Habían pasado demasiados años desde aquel día. Algunos de los testigos de esa escena habían muerto, otros se habían esfumado. Ya nada era igual, por suerte. Urbano recordaba sus nombres, se alegraba de que los vivos ni siquiera residieran en el mismo barrio. Era un alivio, era como haberse quitado un peso de encima. A Tamakún, su mujer le había prendido candela mientras dormía, apenas unos días después de casarse, sin que nadie supiera por qué. Fumero se había hecho escolta de un comandante y unos años después había aprovechado su arma reglamentaria —tampoco se conoció la razón— para rascarse de manera definitiva el velo del paladar. Mora se había empatado con una jovencita de Holguín y al parecer todavía vivía por allá, en la calle Cervantes, criando puercos y esperando la muerte. Y de Isaías Cadalso solo le quedaba en la retina una foto de los años 70, de un color mate y textura ligeramente corrugada, en la que, convertido en vendedor de alarmas para oficinas en el condado de Brazos, aparecía en una piscina mirando a la cámara de lado, con el tatuaje de una bandera tejana en su omóplato derecho.
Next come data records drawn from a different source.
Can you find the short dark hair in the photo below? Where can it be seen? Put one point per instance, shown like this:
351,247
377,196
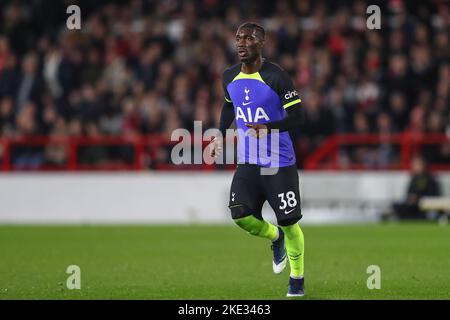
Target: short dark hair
255,26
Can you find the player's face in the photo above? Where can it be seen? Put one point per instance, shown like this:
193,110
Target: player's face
248,45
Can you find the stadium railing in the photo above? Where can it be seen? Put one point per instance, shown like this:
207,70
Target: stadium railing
327,156
143,151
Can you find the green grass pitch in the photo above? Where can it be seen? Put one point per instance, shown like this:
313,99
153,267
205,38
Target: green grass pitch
220,262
45 años era demasiado. La memoria colectiva se había diluido, y eso no dejaba de reconfortarle. Haberse ido quedando solo era un regocijo para Urbano.
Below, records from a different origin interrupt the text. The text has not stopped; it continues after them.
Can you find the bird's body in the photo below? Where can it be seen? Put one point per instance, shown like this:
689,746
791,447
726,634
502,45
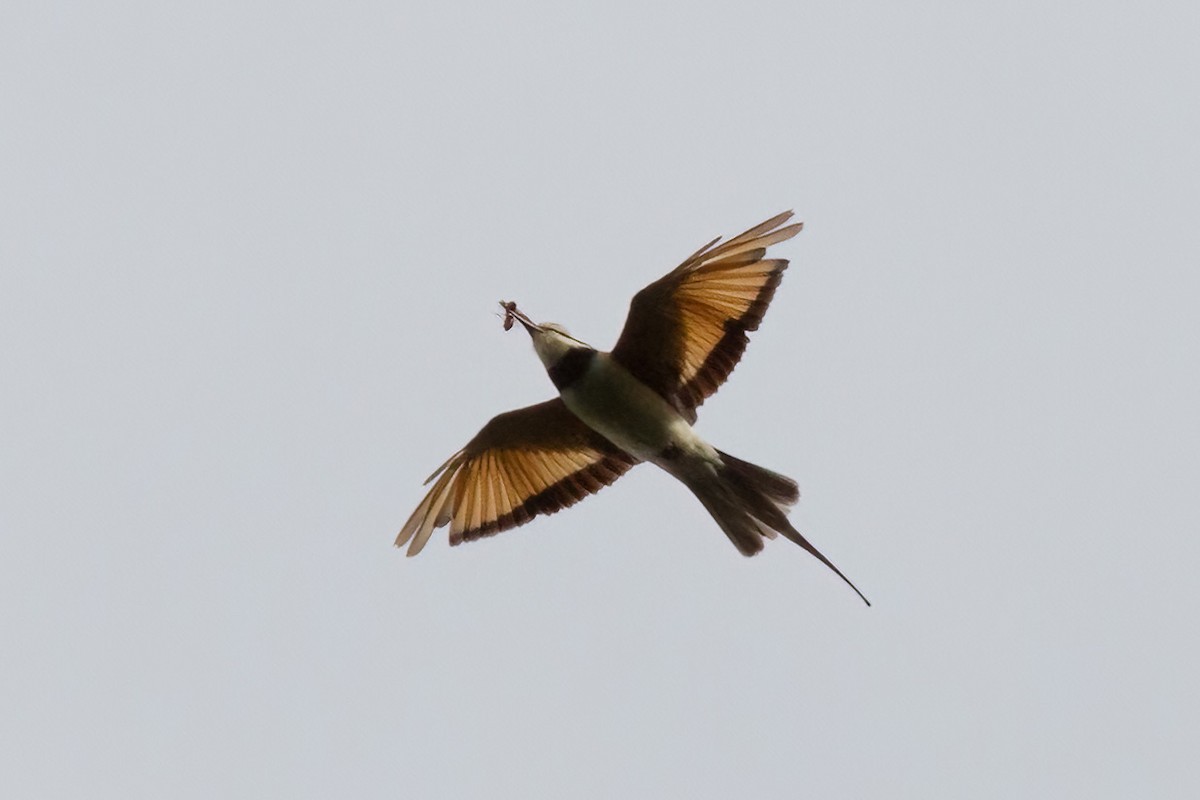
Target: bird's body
683,336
Cuando se corrió la voz de que Sergio Oliva no regresaría, que había huido del hotel de la delegación y que se había refugiado en la embajada norteamericana, durante par de días Olivita no le dio crédito a la noticia. Esa misma semana apareció una nota en la prensa: Sergio era un desertor. Su ídolo empezaba a penetrar en esa nebulosa en la que entran los muertos, de camino al olvido total.
Gerardo Fernández Fe nació en La Habana, en 1971. Ha publicado dos novelas: La falacia (Bokeh, Leiden, 2012) y El último día del estornino (Madrid, 2011). Este fragmento pertenece a la novela Hotel Singapur (Audere Libros, Miami, 2020).